Em particular, Brad conquistou minha simpatia com suas críticas ao movimento McIluminação, que promete um caminho mais curto para a compreensão cósmica através de drogas psicodélicas. Eu sempre acreditei firmemente que o crescimento espiritual é um processo e não um fim, e tomar o atalho anulará pelo menos metade dos benefícios. É como o cardio. Correr não se trata apenas de aumentar sua capacidade aeróbica — a atividade prolongada libera espaço na mente, treina seu foco, fortalece diversos músculos do corpo e te anima. Se existisse algo como “Aumento instantâneo de VO2max através de Terapia Quântica ou Cogumelos Mágicos”, seria pior do que trapacear. Seria simplesmente estúpido.

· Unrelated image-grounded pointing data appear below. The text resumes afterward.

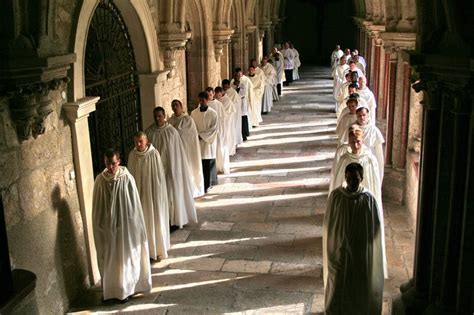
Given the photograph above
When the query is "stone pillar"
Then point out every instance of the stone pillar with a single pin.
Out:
(391, 78)
(397, 114)
(386, 88)
(443, 277)
(460, 110)
(225, 63)
(376, 69)
(405, 116)
(6, 288)
(368, 57)
(77, 113)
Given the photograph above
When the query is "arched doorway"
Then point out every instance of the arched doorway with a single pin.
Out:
(110, 72)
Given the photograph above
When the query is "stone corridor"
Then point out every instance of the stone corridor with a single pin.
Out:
(257, 247)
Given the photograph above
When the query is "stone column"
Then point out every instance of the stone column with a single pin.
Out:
(443, 277)
(77, 114)
(368, 57)
(405, 116)
(457, 107)
(391, 78)
(386, 87)
(5, 268)
(397, 114)
(377, 68)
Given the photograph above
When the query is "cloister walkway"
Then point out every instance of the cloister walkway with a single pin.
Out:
(257, 247)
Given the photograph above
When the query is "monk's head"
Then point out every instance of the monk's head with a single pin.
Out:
(354, 174)
(112, 160)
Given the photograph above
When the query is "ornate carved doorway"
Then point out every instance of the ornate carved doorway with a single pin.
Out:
(111, 73)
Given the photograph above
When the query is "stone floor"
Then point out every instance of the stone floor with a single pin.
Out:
(257, 247)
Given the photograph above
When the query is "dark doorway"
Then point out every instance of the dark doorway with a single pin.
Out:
(316, 26)
(111, 73)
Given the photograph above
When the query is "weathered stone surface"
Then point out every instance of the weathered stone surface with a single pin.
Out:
(34, 198)
(264, 231)
(202, 263)
(216, 226)
(247, 266)
(9, 164)
(11, 206)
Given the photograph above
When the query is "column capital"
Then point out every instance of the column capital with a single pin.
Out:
(27, 81)
(170, 43)
(81, 108)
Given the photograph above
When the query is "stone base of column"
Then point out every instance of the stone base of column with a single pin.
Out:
(410, 302)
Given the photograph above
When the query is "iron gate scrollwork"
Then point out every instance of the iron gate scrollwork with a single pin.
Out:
(111, 73)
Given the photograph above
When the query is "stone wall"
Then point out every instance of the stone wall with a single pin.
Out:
(44, 223)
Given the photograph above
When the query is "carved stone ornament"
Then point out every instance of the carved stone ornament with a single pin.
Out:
(221, 38)
(170, 43)
(27, 84)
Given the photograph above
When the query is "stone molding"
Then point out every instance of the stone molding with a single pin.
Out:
(27, 83)
(221, 38)
(170, 43)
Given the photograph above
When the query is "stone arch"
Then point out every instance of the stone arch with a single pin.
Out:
(139, 21)
(197, 62)
(239, 47)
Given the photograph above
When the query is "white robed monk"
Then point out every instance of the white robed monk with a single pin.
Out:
(347, 119)
(119, 232)
(373, 137)
(244, 87)
(353, 248)
(144, 163)
(335, 55)
(188, 133)
(366, 94)
(258, 79)
(207, 124)
(270, 76)
(237, 123)
(229, 111)
(167, 141)
(339, 75)
(296, 75)
(359, 153)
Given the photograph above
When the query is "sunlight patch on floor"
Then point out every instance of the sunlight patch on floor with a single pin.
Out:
(293, 133)
(259, 143)
(286, 160)
(208, 243)
(254, 199)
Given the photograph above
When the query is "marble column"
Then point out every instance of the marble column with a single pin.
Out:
(5, 268)
(376, 67)
(405, 116)
(443, 279)
(77, 114)
(391, 77)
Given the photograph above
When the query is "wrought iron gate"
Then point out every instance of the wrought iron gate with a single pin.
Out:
(110, 72)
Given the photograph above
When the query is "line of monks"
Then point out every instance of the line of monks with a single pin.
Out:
(354, 259)
(175, 160)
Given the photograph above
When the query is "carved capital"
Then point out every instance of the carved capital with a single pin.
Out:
(170, 43)
(27, 83)
(30, 105)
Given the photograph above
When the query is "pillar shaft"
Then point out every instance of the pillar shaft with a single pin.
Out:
(392, 81)
(6, 288)
(405, 116)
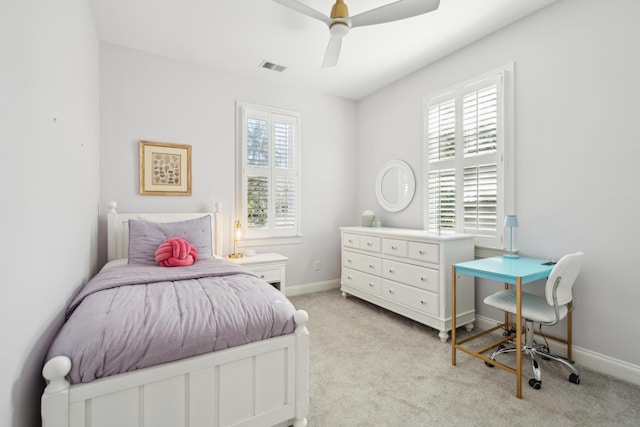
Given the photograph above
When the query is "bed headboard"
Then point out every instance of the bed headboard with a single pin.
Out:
(118, 228)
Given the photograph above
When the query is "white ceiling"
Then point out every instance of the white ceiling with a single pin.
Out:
(237, 35)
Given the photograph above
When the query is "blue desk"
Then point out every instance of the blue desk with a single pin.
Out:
(510, 271)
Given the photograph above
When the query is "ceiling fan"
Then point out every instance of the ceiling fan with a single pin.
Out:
(340, 22)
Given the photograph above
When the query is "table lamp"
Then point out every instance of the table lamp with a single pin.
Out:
(237, 236)
(511, 221)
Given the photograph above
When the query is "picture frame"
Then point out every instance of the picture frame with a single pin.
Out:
(165, 169)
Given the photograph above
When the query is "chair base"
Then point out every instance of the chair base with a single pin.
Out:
(532, 349)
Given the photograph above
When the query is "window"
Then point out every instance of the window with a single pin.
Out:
(269, 190)
(468, 158)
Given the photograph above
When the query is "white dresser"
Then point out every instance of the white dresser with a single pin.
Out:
(409, 272)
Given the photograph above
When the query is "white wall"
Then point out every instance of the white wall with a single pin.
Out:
(148, 97)
(576, 96)
(48, 69)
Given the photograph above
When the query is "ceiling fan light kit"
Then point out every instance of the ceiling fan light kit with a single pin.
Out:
(339, 22)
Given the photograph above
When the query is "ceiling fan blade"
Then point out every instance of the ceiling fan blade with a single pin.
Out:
(401, 9)
(333, 52)
(305, 10)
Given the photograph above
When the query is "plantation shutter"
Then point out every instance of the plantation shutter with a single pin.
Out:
(270, 174)
(463, 160)
(284, 173)
(480, 174)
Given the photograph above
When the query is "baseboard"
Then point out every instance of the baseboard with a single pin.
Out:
(589, 359)
(310, 288)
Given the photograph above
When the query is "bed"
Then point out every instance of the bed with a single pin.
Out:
(263, 382)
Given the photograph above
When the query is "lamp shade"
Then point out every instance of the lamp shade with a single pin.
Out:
(510, 221)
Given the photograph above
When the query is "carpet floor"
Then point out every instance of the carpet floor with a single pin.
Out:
(371, 367)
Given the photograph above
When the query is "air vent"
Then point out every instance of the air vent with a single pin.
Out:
(271, 66)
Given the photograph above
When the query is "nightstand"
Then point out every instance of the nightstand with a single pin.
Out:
(270, 267)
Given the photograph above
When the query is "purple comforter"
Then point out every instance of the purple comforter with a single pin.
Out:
(134, 316)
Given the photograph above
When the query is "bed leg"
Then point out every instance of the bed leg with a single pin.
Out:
(302, 368)
(55, 399)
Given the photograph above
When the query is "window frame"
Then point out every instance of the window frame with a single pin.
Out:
(270, 236)
(505, 203)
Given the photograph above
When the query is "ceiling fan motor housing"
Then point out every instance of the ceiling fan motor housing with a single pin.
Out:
(339, 10)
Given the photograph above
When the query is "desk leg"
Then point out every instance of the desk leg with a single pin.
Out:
(506, 313)
(453, 315)
(569, 330)
(519, 337)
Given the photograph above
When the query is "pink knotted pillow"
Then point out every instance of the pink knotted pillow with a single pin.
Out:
(176, 252)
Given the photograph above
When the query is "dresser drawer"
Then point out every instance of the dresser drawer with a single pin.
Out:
(364, 263)
(366, 282)
(370, 243)
(351, 240)
(420, 277)
(418, 299)
(394, 247)
(428, 252)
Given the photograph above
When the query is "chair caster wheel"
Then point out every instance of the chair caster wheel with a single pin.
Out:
(535, 384)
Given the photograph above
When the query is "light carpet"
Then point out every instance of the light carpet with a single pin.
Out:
(371, 367)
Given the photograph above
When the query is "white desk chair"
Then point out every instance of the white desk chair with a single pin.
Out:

“Tente andar em um ônibus dirigido por alguém que está abrindo as portas da percepção com LSD. […] Eu só me pergunto por que “abrir as portas da percepção” parece incluir a incapacidade de operar um veículo motorizado. Não deveria uma verdadeira abertura das portas da percepção tornar você um motorista mais competente? Afinal, você está supostamente percebendo tudo com mais clareza, certo? […] Não vou negar que as drogas às vezes parecem abrir áreas da consciência que normalmente não abrimos e que elas podem fazer isso muito rapidamente. Mas elas são uma forma muito ruim de fazer isso. Sempre que você usa uma droga para obter algum efeito desejado, é como afinar um piano com uma marreta. Se você estiver com boa mira, talvez — bem talvez — você consiga afinar apenas uma das cordas”.

Portanto, tornar-se iluminado para suportar as dificuldades, seja lá o que for essa “iluminação”, não é o objetivo que se deve ter em mente ao praticar zazen. Como Brad diz, “o zazen não se baseia em alcançar algum objetivo criado pelo pensamento. Ele tem como objetivo nos libertar de tudo o que o pensamento construiu. Isso é uma preocupação muito mais vital.” E mais:

“A melhor maneira de viver é viver da maneira que você quer. Mas viver a vida que você realmente quer viver não é a mesma coisa que viver a vida que você acha que quer viver. Se você não sabe a diferença, é bem possível que você esteja melhor vivendo a vida que todos os outros acham que você deveria viver. […] Antes de poder viver a vida que você realmente quer, você precisa descobrir o que realmente quer. Isso requer paciência. É preciso olhar diretamente para dentro e separar os desejos reais dos falsos, criados pelo pensamento. Eu só conheço uma maneira de fazer isso, e você já deveria ter descoberto qual é. Sim, você acertou. Muito zazen.”

Ser budista, pelo que parece, não é o mesmo que estar preparado para todas as dificuldades que a vida nos apresenta. Ao ler sobre as vitórias e derrotas de Brad, aprendemos que os mestres zen estão longe de estar preparados, assim como nós meros mortais. A diferença, segundo Brad, é que o zazen faz com que você se recupere mais rápido quando algo te tira do caminho certo. É mais fácil desvincular sua mente da visão limitada que bloqueia seu raciocínio. Desvincular-se é parecido com pensar sobre o próprio pensamento. É obter uma visão panorâmica da situação. Curiosamente, essa é a base da terapia de aceitação e compromisso (ACT, na sigla em inglês). De maneira simples, o ACT trata de lidar com seus sentimentos cara a cara, e não varrê-los para debaixo do tapete. Todas as sensações e pensamentos, sejam bons ou ruins, são apenas parte de você. Deixe-os vir, reconheça-os e deixe-os partir. Bem, se isso não é uma influência direta do budismo, então eu não sei o que é.